Building network & initializing variables
Reading in data
[start] Train error: 95769.312500, Train RMSE: 1.823475; Valid RMSE: 1.820590
Early stopping (0.9900772571563721 vs. 0.9904701709747314)...
Loading best checkpointed model
./model/nnmf.ckpt
INFO:tensorflow:Restoring parameters from ./model/nnmf.ckpt
Final train RMSE: 0.958625078201294
Final test RMSE: 0.9892654418945312


# KNN section

KNN is a prediction algorithm that computes a prediction for the rating exploiting a weighted sum of the other users/items ratings with the help of a similarity metric, in our case Pearson Baseline. This algorithm implemented in the Python Surprise library. min_k (int) – The minimum number of neighbors to take into account for aggregation. If there are not enough neighbors, the prediction is set the the global mean of all ratings.

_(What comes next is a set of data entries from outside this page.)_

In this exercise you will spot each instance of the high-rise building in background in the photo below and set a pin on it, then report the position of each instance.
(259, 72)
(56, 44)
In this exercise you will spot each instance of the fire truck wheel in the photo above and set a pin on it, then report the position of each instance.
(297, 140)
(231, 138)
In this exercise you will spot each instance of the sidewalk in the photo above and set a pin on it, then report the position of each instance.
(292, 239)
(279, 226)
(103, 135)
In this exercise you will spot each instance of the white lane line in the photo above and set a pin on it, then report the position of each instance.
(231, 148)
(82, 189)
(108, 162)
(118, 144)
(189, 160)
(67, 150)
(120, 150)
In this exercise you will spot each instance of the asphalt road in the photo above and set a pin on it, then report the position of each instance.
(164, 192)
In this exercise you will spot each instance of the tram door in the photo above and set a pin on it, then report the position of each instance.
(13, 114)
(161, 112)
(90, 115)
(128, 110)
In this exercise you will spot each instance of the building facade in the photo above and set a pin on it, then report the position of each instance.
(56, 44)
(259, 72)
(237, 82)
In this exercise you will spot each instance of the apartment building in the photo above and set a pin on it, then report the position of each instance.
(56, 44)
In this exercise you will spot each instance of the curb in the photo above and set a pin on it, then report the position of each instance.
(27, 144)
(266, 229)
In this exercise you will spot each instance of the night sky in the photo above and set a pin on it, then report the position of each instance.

Default is 1.

In [23]:
from surprise import SVD
from surprise import Dataset
from surprise.model_selection import cross_validate
from surprise import BaselineOnly
from surprise import Dataset
from surprise import Reader
from surprise import KNNBasic
import os
from surprise.model_selection import train_test_split
from surprise import accuracy

In [25]:
#read and set train and test in surprise library
file_path_train = os.path.expanduser('./data/mov_kaggle.all')
reader = Reader(line_format='user item rating', sep='\t')
data = Dataset.load_from_file(file_path_train, reader=reader)
trainset, testset = train_test_split(data, test_size=.1)   #test ratio

## user_based

In [26]:
sim_options = {'name': 'msd',
               'user_based': True  # compute  similarities between items
               }
algo = KNNBasic(k = 80, sim_options=sim_options)
algo.fit(trainset)
predictions = algo.test(testset)
accuracy.rmse(predictions)

Computing the msd similarity matrix...
Done computing similarity matrix.
RMSE: 1.0197


1.019656231639403

## item_based

In [27]:
sim_options = {'name': 'msd',
               'user_based': False  # compute  similarities between users
               }
algo = KNNBasic(k = 20, sim_options=sim_options)
algo.fit(trainset)
predictions = algo.test(testset)
accuracy.rmse(predictions)

Computing the msd similarity matrix...
Done computing similarity matrix.
RMSE: 1.0235


1.0234965094325155